Earthenware Ceramics

Another potential reason for crazing can happen after the ware has been put into use. If the clay body is porous (e.g earthenware clay) the fired item may absorb enough moisture to expand slightly. That expansion can be enough to upset the glaze-clay body fit and cause the glaze to craze. Continued heating and cooling of a piece e.g. ceramic tiles that are outside in all elements and mugs, bowls, teapots that are repeatedly used in the microwave, dishwasher or oven.

Under-fired or Over-Fired Earthenware Bisque

Sometimes under-fired bisque can cause crazing.  Tests to determine whether earthenware is under-fired can often be inconclusive.  However, a starting point (but not proof) may be the "tongue test".  To do this, simply touch the bisque with your tongue.  If the tongue does not stick to the bisque pottery then it is likely that the pottery has been OVER-FIRED.  However, if your tongue sticks to the bisque and has a strong pinch, then the pottery has possibly been UNDER-FIRED.  Please note this is not an accurate test - it is merely a guideline.  Under-fired bisque can be repaired by re-firing the pottery to the correct programme (ramp time, soak and top temperature).
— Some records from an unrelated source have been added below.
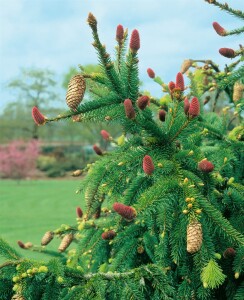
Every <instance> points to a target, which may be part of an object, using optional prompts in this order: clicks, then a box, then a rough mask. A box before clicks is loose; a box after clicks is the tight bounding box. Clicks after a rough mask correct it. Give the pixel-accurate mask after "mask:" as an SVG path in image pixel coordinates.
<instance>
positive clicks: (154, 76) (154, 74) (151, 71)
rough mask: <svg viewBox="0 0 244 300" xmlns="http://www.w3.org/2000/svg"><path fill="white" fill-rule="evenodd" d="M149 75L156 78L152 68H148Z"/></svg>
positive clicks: (147, 69) (151, 76) (148, 72)
mask: <svg viewBox="0 0 244 300" xmlns="http://www.w3.org/2000/svg"><path fill="white" fill-rule="evenodd" d="M147 75H148V76H149V77H150V78H152V79H153V78H155V73H154V71H153V70H152V69H151V68H148V69H147Z"/></svg>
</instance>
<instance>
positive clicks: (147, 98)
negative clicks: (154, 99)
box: [137, 96, 149, 110]
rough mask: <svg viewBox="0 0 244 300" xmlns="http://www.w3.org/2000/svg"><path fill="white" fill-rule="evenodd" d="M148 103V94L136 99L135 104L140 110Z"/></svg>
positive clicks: (142, 109) (142, 108)
mask: <svg viewBox="0 0 244 300" xmlns="http://www.w3.org/2000/svg"><path fill="white" fill-rule="evenodd" d="M148 104H149V97H148V96H141V97H140V98H138V99H137V106H138V107H139V108H140V109H141V110H144V109H145V108H146V107H147V105H148Z"/></svg>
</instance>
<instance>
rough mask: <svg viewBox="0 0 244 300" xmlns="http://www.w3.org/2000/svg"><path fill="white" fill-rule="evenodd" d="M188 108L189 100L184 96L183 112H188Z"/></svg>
mask: <svg viewBox="0 0 244 300" xmlns="http://www.w3.org/2000/svg"><path fill="white" fill-rule="evenodd" d="M189 108H190V102H189V100H188V98H185V99H184V112H185V114H186V115H187V114H188V111H189Z"/></svg>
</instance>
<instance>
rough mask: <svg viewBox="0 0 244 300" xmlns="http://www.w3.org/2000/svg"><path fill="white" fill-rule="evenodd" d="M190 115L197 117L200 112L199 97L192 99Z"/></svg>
mask: <svg viewBox="0 0 244 300" xmlns="http://www.w3.org/2000/svg"><path fill="white" fill-rule="evenodd" d="M188 114H189V116H191V117H192V118H195V117H197V116H198V115H199V114H200V103H199V101H198V99H197V97H193V98H192V100H191V104H190V107H189V110H188Z"/></svg>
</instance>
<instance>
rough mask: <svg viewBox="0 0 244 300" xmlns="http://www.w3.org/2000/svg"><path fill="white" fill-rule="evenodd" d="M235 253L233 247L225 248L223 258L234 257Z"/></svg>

Sudden Temperature Changes and Prolonged Use

DO  remember that our bisque is ceramic earthenware.  Earthenware is porous and it will trap moisture.  Therefore, extreme care should be taken as the pottery can get VERY HOT.
DO  allow pottery to heat up gradually i.e. warm up teapots prior to use, warm pieces to room temperature after removing from refrigerator, don’t place cold wares in hot water.
DO  allow hot pottery to cool down slowly i.e. don’t place hot wares in cold water.
DO NOT  use domestic appliances if the piece is precious.  Continual expansion and contraction of the piece will weaken the pottery over time and may cause cracking.